Object Detection Research

Benchmark a new device

How-to guide

How to run the same detector benchmark on a new device and compare its results against the existing runs.

Why a bundle, not loose files

Every benchmark run on every device consumes the same portable bundle — one directory holding a fixed 50-image sample set, the canonical model artifacts in each format, and the metadata describing how it was built. That is what makes cross-device numbers comparable in the first place. No ad hoc local copies, no “but it was a different image on that device”.

The tooling lives in one script: software/sorter/backend/scripts/device_detector_benchmark.py. It exposes bundle, run, compare, and report.

1. Build the bundle (once, on the dev machine)

From software/client:

uv run python scripts/device_detector_benchmark.py bundle \
  --preset chamber_zone_pair \
  --output blob/device_benchmarks/chamber_zone_pair_bundle \
  --archive

chamber_zone_pair is the current standard preset — it packages the chamber-zone YOLO11s and NanoDet pair with the shared 50-image sample set. Use list-presets to see what else is available.

The --archive flag also produces a .tar.gz next to the bundle directory — that is what you copy to the target device.

2. Run the bundle on a target device

Copy the bundle archive to the target, extract it, then run whichever runtime is appropriate. The script picks up the bundle metadata automatically, so the only thing you vary per device is --runtime and --output-dir.

# CPU via ONNX Runtime (works on Mac, Pi 5, Orange Pi)
uv run python scripts/device_detector_benchmark.py run \
  --bundle blob/device_benchmarks/chamber_zone_pair_bundle \
  --output-dir blob/device_benchmarks/<device-tag> \
  --runtime onnx \
  --tag <device-tag>

# Mac CoreML (via ONNX Runtime's CoreMLExecutionProvider)
uv run python scripts/device_detector_benchmark.py run \
  --bundle blob/device_benchmarks/chamber_zone_pair_bundle \
  --output-dir blob/device_benchmarks/local_m4_coreml \
  --runtime coreml

# Raspberry Pi 5 Hailo-8 (requires a compiled .hef — see Hailo HEF Workflow)
uv run python scripts/device_detector_benchmark.py run \
  --bundle blob/device_benchmarks/chamber_zone_pair_bundle \
  --output-dir blob/device_benchmarks/spencer_pi5_hailo \
  --runtime hailo

# Orange Pi 5 RKNN (requires pre-built .rknn files — one per model)
uv run python scripts/device_detector_benchmark.py run \
  --bundle blob/device_benchmarks/chamber_zone_pair_bundle \
  --output-dir blob/device_benchmarks/orangepi_npu_rknn \
  --runtime rknn \
  --rknn-model 20260331-zone-classification-chamber-yolo11s=/path/to/yolo11s.rknn \
  --rknn-model 20260331-zone-classification-chamber-nanodet=/path/to/nanodet.rknn

Each run writes a result directory containing one JSON per model plus a summary.json with the averaged FPS and latency numbers.

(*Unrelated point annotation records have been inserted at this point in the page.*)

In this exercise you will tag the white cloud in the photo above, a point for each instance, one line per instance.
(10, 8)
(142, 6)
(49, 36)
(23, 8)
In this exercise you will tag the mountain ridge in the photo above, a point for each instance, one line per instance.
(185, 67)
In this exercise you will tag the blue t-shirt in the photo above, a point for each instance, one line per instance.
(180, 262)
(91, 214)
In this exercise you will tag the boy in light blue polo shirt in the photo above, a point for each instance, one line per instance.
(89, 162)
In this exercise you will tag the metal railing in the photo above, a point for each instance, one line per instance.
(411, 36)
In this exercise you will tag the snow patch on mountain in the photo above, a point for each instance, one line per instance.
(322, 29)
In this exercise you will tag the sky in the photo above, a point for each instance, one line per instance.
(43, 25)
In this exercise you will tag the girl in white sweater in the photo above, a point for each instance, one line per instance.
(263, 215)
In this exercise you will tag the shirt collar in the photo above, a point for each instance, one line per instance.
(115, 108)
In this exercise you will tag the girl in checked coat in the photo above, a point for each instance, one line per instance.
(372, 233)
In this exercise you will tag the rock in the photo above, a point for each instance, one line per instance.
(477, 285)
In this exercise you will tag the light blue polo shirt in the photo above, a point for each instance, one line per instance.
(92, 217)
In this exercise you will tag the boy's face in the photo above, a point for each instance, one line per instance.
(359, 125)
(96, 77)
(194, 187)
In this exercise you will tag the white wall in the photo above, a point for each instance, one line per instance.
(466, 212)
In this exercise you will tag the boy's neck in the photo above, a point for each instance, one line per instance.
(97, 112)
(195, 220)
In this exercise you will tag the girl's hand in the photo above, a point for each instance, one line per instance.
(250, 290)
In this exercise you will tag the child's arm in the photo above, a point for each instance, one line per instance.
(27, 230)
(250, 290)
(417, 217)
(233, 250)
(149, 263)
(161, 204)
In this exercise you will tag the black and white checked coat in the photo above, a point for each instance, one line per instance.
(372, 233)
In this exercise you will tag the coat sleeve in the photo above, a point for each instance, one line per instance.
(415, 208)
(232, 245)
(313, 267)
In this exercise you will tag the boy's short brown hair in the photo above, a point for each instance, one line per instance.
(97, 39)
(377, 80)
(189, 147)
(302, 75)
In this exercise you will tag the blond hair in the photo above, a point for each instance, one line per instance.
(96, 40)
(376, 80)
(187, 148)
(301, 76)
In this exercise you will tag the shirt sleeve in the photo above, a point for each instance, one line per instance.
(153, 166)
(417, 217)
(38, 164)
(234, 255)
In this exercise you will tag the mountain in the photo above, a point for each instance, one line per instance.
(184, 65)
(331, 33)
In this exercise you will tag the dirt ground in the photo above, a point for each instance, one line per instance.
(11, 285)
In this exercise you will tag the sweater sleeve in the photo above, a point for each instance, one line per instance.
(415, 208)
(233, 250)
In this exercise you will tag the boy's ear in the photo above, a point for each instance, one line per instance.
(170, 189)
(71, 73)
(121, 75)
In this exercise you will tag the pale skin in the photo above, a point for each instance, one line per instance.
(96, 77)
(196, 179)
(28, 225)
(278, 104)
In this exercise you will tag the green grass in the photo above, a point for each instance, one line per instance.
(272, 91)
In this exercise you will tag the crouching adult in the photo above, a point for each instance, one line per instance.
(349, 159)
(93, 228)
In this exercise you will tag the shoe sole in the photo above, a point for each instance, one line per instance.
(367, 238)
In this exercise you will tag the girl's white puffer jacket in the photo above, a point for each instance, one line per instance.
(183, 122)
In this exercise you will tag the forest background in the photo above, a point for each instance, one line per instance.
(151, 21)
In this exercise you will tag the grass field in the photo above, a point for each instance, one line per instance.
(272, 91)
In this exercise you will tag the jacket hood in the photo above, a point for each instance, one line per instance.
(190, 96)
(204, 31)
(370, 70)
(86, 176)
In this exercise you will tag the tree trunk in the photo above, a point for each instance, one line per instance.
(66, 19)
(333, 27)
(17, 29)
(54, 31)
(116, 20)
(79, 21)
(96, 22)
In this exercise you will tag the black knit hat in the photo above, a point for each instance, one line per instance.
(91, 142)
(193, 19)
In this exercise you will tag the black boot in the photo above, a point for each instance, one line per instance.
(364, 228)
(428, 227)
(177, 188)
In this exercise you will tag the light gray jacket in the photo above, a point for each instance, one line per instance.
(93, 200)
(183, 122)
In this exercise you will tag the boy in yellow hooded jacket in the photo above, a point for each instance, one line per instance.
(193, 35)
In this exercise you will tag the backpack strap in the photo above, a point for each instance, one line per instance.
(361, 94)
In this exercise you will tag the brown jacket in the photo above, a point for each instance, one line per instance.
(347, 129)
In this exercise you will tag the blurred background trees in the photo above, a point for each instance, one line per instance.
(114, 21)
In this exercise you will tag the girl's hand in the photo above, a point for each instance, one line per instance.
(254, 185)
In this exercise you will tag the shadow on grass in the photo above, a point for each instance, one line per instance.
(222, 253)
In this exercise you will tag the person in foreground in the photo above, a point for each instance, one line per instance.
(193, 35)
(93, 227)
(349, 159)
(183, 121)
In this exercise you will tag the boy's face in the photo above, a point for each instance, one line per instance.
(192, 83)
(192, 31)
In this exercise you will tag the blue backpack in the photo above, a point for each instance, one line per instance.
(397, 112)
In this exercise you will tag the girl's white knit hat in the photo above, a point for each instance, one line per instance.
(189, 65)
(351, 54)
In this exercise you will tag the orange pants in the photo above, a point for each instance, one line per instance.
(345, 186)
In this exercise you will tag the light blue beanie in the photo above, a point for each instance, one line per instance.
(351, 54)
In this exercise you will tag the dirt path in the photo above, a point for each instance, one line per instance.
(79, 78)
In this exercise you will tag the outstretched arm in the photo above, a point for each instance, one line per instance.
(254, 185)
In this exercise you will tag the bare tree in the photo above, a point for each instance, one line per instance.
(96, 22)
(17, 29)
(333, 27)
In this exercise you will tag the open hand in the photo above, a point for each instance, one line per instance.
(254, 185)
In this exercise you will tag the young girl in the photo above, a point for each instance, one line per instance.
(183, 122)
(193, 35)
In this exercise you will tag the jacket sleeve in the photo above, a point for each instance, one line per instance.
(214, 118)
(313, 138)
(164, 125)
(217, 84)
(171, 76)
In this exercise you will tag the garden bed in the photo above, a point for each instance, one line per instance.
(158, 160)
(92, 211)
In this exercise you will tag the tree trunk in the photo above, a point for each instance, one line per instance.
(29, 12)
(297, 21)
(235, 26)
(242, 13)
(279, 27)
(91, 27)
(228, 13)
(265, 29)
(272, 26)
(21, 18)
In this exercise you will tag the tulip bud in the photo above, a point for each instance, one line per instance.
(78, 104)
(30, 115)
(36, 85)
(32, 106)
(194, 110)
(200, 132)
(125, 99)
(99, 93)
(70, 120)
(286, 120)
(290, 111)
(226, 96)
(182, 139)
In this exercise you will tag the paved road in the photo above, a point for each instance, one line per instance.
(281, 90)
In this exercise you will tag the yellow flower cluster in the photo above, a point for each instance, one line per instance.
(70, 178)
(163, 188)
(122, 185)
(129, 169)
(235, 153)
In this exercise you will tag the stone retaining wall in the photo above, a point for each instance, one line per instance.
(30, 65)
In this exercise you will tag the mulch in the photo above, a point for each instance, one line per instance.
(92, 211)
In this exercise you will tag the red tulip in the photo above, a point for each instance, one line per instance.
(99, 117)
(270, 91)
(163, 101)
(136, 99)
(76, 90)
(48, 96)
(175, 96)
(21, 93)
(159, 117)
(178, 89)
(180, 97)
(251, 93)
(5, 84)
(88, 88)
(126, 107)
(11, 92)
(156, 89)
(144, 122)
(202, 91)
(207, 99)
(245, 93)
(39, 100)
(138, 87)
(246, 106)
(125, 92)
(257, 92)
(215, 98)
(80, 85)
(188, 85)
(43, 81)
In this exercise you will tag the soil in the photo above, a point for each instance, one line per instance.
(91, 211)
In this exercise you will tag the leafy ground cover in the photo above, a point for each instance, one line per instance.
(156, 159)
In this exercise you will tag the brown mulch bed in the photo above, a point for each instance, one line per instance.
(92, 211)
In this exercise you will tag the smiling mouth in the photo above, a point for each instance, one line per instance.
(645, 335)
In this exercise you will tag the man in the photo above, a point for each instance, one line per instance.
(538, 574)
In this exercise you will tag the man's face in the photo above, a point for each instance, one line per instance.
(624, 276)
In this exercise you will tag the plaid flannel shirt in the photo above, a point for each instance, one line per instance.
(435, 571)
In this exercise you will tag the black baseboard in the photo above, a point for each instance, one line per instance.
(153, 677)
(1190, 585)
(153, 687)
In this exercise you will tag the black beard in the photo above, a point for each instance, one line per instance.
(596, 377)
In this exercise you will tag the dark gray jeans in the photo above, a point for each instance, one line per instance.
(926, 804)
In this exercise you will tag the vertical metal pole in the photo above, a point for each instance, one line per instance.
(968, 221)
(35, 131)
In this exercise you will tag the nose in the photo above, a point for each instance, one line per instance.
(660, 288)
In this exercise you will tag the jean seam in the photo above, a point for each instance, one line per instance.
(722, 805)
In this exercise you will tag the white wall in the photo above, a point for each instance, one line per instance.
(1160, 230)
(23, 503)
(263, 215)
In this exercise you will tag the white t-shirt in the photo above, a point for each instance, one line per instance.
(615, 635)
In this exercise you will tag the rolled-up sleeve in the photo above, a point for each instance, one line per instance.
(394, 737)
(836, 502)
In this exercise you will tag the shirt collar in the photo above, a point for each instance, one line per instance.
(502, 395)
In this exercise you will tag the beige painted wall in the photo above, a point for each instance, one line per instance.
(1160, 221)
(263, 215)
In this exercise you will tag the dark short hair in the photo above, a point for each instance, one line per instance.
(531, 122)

3. Compare two result sets

compare is the parity gate before trusting a new target path. It diffs detections frame-by-frame and writes decision parity + IoU + count-match statistics.

uv run python scripts/device_detector_benchmark.py compare \
  --left-results-dir blob/device_benchmarks/local_m4_cpu \
  --right-results-dir blob/device_benchmarks/spencer_pi5_hailo \
  --output blob/device_benchmarks/local_cpu_vs_spencer_pi_hailo.json

The left side is almost always the Mac Mini M4 CPU run — that is the current quality reference because CPU ONNX Runtime reproduces the original FP32 training behaviour bit-for-bit.

4. Render a visual report

uv run python scripts/device_detector_benchmark.py report \
  --bundle blob/device_benchmarks/chamber_zone_pair_bundle \
  --results-dir blob/device_benchmarks \
  --output blob/device_benchmarks/chamber_zone_pair_report.html

Reports are regeneratable side output, not source of truth — delete them whenever they go stale. The bundle, the per-device result JSONs, and the compare JSONs are the durable artifacts.

Runtime-specific notes

ONNX — the correctness path on every CPU target. Reproduces training FP32 behaviour.
CoreML — currently means ONNX Runtime with CoreMLExecutionProvider. We do not maintain a separate .mlpackage.
Hailo — needs a compiled .hef. The compile path is documented in Hailo HEF Workflow.
RKNN — needs .rknn files rebuilt from the exact current ONNX export. The calibration step matters — see the quantization note in How the Models Are Built.
NCNN — tooling exists, parity on the current chamber-zone exports is not yet good enough to trust.

Concurrency harness

Single-stream FPS is only half the story on accelerators that expose multiple inference workers. The concurrency harness under software/sorter/backend/blob/device_benchmarks/concurrency/ runs N workers against the same model and records per-worker and combined throughput. The three result JSONs committed there are what populate the parallel throughput tables in the Overview.